Remediating the tailings area has long been in the town’s sights, McDonald said.
“It’s been in the works for 25 years,” he said. “It’s great to see it happening now.”
While the project is underway, recreationists will still be able to use the trails along the south side of the Valley Floor from Society Turn to town limits. The north side trail along the railroad grade will be closed for the duration of construction. And, by somewhere around July 13-15, McDonald said — after the high flow on the San Miguel — boaters will no longer be able to use the river.
Funding for the project has remained intact, unaffected by the town’s measures to limit spending while the COVID-19 pandemic continues to squelch large events and hamper revenues usually budgeted for a busy summer season. Mayor DeLanie Young is happy to see the project moving forward after the yearlong delay.
“We are all quite pleased that this project is underway after having to delay it last year,” she said. “In these economically stressed times, and knowing that we were still eligible for generous grant funding, it was extremely important that we proceeded with this project.”
When McDonald appeared before Town Council last year in February, he sought, and gained, approval for the release of the town funds committed for the project. The town’s portion of the overall project cost of $3,370,089.75
is $702,560.71, and will be used solely for the river restoration aspect. Idarado, the state and the Colorado Water Conservation Board (CWCB) will share the costs of remediating the tailings pile. Idarado and the state will pay $1,648,730.04 and CWCB will contribute $200,000 for a total of $1,848,730.04.
Numerous partners and funding sources also come into play for the river restoration portion. In addition to the town, the Valley Floor Preservation Partners ($400,000), Trout Unlimited (10,000) and the CWCB ($290,000 in grants) are listed as funders.

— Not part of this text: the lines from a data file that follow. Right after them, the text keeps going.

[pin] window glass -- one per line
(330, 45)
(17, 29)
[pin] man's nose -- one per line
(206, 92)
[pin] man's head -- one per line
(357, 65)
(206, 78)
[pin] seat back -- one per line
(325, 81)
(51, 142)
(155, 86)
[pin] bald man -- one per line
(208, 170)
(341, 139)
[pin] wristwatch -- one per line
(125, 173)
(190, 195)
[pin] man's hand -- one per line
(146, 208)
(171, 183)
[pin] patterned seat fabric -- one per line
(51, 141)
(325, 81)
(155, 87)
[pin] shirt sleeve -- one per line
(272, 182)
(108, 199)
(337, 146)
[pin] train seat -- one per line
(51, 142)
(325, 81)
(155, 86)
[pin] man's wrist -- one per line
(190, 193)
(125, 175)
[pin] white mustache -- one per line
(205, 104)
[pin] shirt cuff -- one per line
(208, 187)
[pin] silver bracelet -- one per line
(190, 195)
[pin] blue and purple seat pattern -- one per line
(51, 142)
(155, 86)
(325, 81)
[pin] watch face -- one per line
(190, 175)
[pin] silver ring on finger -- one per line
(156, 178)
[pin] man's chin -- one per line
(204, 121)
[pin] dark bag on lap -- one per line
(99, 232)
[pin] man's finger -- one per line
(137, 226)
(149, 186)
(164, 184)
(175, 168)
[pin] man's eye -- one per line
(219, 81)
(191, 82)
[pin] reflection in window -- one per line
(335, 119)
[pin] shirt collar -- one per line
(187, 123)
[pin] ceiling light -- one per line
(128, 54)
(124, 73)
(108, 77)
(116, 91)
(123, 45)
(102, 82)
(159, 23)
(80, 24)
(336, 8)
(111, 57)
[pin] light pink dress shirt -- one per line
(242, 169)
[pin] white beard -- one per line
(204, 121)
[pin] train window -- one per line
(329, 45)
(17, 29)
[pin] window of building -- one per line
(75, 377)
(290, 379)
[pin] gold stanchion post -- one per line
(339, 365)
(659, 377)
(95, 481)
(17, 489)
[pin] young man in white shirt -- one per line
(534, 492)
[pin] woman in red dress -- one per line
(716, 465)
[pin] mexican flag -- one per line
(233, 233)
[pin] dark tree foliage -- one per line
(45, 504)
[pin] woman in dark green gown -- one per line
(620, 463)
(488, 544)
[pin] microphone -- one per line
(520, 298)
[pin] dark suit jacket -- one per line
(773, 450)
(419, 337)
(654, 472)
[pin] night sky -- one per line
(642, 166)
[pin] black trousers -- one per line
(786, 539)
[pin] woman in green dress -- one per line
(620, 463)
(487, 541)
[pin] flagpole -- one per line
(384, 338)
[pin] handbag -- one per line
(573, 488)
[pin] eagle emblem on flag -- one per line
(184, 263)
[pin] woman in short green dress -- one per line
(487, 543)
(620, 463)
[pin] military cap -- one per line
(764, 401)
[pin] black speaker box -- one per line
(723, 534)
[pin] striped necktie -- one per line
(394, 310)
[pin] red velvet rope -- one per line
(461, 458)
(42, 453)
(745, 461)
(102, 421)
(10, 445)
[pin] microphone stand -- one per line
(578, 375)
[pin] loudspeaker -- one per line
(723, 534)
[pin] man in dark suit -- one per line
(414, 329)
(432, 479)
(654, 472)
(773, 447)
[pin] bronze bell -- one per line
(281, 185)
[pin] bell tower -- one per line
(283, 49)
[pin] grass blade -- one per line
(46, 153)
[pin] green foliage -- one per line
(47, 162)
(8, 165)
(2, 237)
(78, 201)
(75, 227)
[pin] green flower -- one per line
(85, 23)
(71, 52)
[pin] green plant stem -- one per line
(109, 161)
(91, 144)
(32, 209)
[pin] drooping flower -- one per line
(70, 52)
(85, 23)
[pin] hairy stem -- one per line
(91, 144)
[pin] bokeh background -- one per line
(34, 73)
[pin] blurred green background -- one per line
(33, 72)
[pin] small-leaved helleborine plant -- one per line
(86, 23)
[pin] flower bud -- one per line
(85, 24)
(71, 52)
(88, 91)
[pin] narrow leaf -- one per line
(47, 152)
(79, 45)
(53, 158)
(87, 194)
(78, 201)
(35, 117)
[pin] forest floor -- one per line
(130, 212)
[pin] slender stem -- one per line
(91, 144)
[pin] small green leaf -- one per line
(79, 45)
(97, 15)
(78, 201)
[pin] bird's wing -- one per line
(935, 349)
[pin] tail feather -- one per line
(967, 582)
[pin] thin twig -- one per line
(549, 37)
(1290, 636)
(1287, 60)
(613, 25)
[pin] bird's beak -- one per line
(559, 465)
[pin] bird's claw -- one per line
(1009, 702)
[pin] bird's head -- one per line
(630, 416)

Since last year, additional funding has also been obtained from the Natural Resources Damage Recovery Fund, which is overseen by the Environmental Protection Agency. That new funding, McDonald said, is $118,779.00 and is earmarked for the river restoration part of the project.
The Southwestern Water Conservation District has also written the CWCB in support of Valley Floor Preservations Partners’ grant request. In his report to council last year, McDonald included letters of support from Sheep Mountain Alliance, the San Miguel Board of County Commissioners, the San Miguel Conservation Foundation, San Miguel Watershed Coalition and Southwest Basin Roundtable.
Project completion is targeted for November.